Franklin Templeton’s Notes from the Trading Desk offers a weekly overview of what their professional traders and analysts are watching in the markets. The European desk is manned by eight professionals based in Edinburgh, Scotland, with an average of 15 years of experience whose job it is to monitor the markets around the world. Their views are theirs alone and are not intended to be construed as investment advice.

The Digest

Global equities were in risk-off mode last week as caution rose over the spread of a deadly virus. The new coronavirus outbreak started in China, but cases have now been confirmed in many other countries. Market commentators were quick to reflect on the SARS epidemic from 2003 as evidence of the economic impact of a similarly deadly infection. There was defensive tilt to sector moves whilst commodities were under pressure given fears over the impact on Chinese growth.

Coronavirus Risk

Equities were under pressure for most of last week with concerns heightened amidst the spread of a new strain of the coronavirus in China. Little was known about the new strain before health authorities warned late Monday that it could be spread via human-to-human contact. From an economic standpoint, whilst most of China prepared for Lunar New Year celebrations, an immediate concern is the impact on tourism and domestic travel. The New Year celebrations in China see the world’s largest migration of people. More broadly, investors are worried about any potentially material impact on economic growth in China. Also, with cases already confirmed across Southeast Asia as well as in the United States, France, Canada and Australia, concerns have risen that this could quickly become a global epidemic.

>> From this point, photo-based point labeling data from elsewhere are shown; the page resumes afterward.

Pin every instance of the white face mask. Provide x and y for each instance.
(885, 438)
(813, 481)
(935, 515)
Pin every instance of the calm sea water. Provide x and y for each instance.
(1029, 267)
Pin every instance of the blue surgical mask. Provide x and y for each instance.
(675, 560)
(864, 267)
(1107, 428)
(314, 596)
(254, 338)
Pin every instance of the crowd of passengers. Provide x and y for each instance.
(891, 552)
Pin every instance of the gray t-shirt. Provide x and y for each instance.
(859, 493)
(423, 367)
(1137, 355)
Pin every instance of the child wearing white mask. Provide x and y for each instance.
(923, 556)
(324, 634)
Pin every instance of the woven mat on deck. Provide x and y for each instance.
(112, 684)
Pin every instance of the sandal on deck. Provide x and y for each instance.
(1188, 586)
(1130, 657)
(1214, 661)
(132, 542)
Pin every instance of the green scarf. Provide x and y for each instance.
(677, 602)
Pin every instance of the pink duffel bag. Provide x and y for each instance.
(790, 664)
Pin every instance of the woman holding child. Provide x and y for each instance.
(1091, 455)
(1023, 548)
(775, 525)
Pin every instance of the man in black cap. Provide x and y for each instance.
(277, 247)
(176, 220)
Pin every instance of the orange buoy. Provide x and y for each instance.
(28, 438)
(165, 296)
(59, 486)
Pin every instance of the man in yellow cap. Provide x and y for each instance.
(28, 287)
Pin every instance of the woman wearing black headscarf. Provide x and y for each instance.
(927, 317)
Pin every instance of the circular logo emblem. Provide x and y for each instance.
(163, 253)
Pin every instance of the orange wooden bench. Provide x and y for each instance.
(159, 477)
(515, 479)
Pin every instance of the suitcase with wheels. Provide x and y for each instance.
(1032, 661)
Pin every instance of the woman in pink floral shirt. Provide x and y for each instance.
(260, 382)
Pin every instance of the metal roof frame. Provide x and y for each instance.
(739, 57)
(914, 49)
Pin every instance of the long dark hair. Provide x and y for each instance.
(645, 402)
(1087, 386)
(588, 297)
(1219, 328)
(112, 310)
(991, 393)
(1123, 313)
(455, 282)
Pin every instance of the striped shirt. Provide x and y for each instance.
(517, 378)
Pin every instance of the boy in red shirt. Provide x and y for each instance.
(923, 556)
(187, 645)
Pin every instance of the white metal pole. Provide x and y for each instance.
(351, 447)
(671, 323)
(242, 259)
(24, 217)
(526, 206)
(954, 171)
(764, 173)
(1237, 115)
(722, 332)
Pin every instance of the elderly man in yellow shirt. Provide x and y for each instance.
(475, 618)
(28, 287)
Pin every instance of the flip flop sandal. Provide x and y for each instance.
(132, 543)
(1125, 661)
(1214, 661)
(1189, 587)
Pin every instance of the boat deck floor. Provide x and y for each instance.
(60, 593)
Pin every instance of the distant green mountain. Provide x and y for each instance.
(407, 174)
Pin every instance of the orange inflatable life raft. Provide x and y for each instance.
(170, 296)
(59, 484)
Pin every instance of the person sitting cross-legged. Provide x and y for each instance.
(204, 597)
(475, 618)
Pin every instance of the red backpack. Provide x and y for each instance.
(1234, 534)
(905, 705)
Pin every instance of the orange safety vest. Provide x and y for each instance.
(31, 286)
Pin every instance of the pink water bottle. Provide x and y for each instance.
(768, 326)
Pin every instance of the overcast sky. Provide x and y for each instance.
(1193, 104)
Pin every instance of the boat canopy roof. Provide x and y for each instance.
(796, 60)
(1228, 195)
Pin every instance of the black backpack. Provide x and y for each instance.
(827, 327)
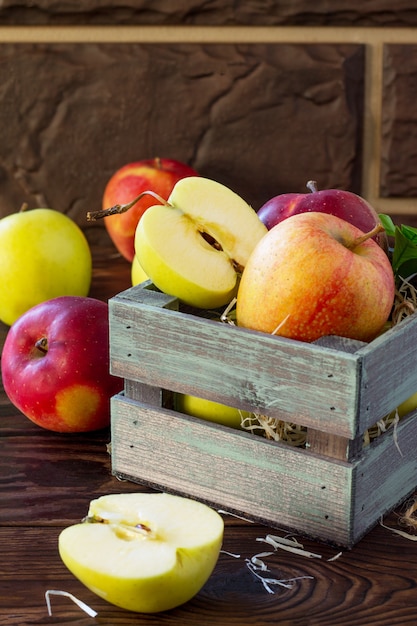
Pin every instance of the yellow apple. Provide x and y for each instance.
(144, 552)
(407, 406)
(195, 246)
(43, 254)
(315, 274)
(210, 410)
(136, 272)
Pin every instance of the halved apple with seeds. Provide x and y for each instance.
(144, 552)
(195, 246)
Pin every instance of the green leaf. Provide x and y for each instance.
(404, 256)
(388, 224)
(410, 232)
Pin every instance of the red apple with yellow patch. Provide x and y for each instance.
(313, 275)
(157, 175)
(55, 364)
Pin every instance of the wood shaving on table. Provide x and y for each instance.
(82, 605)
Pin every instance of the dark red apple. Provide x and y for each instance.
(344, 204)
(55, 364)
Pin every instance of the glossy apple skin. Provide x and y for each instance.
(68, 387)
(344, 204)
(158, 175)
(302, 281)
(43, 254)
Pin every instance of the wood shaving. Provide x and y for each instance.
(87, 609)
(289, 545)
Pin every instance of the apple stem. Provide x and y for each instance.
(312, 186)
(362, 238)
(42, 345)
(122, 208)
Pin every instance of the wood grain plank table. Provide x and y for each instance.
(47, 481)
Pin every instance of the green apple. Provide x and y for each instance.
(43, 254)
(137, 273)
(144, 552)
(210, 410)
(195, 246)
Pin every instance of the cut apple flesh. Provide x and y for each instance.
(144, 552)
(195, 246)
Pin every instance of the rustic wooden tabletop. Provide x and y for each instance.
(47, 481)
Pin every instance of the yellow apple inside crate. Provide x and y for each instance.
(333, 490)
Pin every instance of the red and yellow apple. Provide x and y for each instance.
(315, 274)
(157, 175)
(43, 254)
(144, 552)
(344, 204)
(55, 365)
(195, 246)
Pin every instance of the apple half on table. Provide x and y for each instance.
(195, 246)
(144, 552)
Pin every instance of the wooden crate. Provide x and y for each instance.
(334, 490)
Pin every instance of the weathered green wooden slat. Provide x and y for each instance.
(389, 372)
(294, 381)
(386, 474)
(239, 472)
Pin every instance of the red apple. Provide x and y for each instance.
(55, 364)
(313, 275)
(344, 204)
(157, 175)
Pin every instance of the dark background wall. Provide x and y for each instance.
(260, 95)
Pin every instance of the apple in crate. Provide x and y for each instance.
(315, 274)
(137, 274)
(55, 365)
(210, 410)
(43, 254)
(144, 552)
(344, 204)
(195, 246)
(157, 175)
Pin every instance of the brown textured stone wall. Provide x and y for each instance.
(259, 95)
(211, 12)
(262, 119)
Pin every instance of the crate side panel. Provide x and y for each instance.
(238, 472)
(386, 473)
(389, 372)
(294, 381)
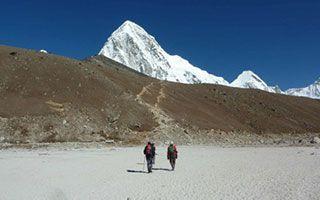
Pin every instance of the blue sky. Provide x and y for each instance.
(277, 39)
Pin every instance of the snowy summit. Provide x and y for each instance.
(248, 79)
(132, 46)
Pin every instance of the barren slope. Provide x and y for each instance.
(51, 98)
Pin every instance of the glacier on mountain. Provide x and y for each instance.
(132, 46)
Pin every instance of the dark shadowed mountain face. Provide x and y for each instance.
(48, 98)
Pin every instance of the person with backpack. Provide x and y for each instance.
(153, 152)
(148, 153)
(172, 155)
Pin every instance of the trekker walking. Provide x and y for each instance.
(172, 155)
(148, 153)
(153, 151)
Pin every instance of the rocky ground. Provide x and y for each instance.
(51, 99)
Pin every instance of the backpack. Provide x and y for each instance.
(171, 149)
(148, 149)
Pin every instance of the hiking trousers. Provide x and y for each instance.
(149, 164)
(172, 163)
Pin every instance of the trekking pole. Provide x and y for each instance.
(144, 163)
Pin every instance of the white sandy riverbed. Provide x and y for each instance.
(201, 173)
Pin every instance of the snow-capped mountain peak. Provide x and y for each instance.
(248, 79)
(132, 46)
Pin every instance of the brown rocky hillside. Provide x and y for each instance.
(49, 98)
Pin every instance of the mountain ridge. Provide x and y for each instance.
(132, 46)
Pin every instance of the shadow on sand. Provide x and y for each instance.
(136, 171)
(163, 169)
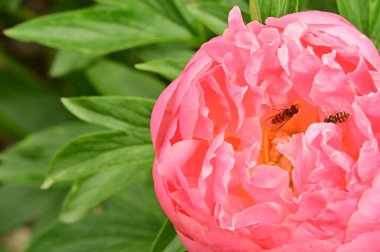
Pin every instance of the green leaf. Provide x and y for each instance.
(168, 68)
(167, 240)
(27, 104)
(96, 152)
(160, 51)
(112, 78)
(365, 15)
(120, 113)
(262, 9)
(129, 222)
(66, 61)
(325, 5)
(89, 192)
(214, 14)
(20, 204)
(100, 30)
(28, 160)
(9, 5)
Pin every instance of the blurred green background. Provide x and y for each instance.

Global equity performance was very mixed last week as investors reacted to headlines on the extent of the spread of the virus. Stocks in the travel, retail and commodity space were particularly under pressure. The US Volatility Index, known as VIX, rallied into the end of the week, up as much as 22% on Friday 24th of January.

Analysts have been quick to draw parallels to the 2003 outbreak of SARS in Southeast Asia. During the lifetime of that outbreak, Hong Kong experienced a steep decline in inbound visitation, while retail sales and house prices slid. It led to a double-digit percentage drop for Hong Kong’s stock market and a slowdown in growth for China’s economy. More broadly, global commodities came under pressure with obvious concerns over the impact on growth in the region.

In a similar move last week, commodities took a hit. Oil prices were down around 7% on the week, whilst copper also came off recent highs, down nearly 6%. Iron ore prices were also hit into the end of the week. The key question is the impact the outbreak of the virus will have upon demand in China, with markets seemingly taking the view that growth expectations will be revised lower.

Over the weekend, the China virus outbreak seemed to have worsened. As of this writing, there have now been at least 80 confirmed deaths, more than 2,000 confirmed cases in China whilst 30,000 people remain under observation. The New Year holiday has also been extended until February 2nd as the authorities take any precautions they can to manage the spread of the virus.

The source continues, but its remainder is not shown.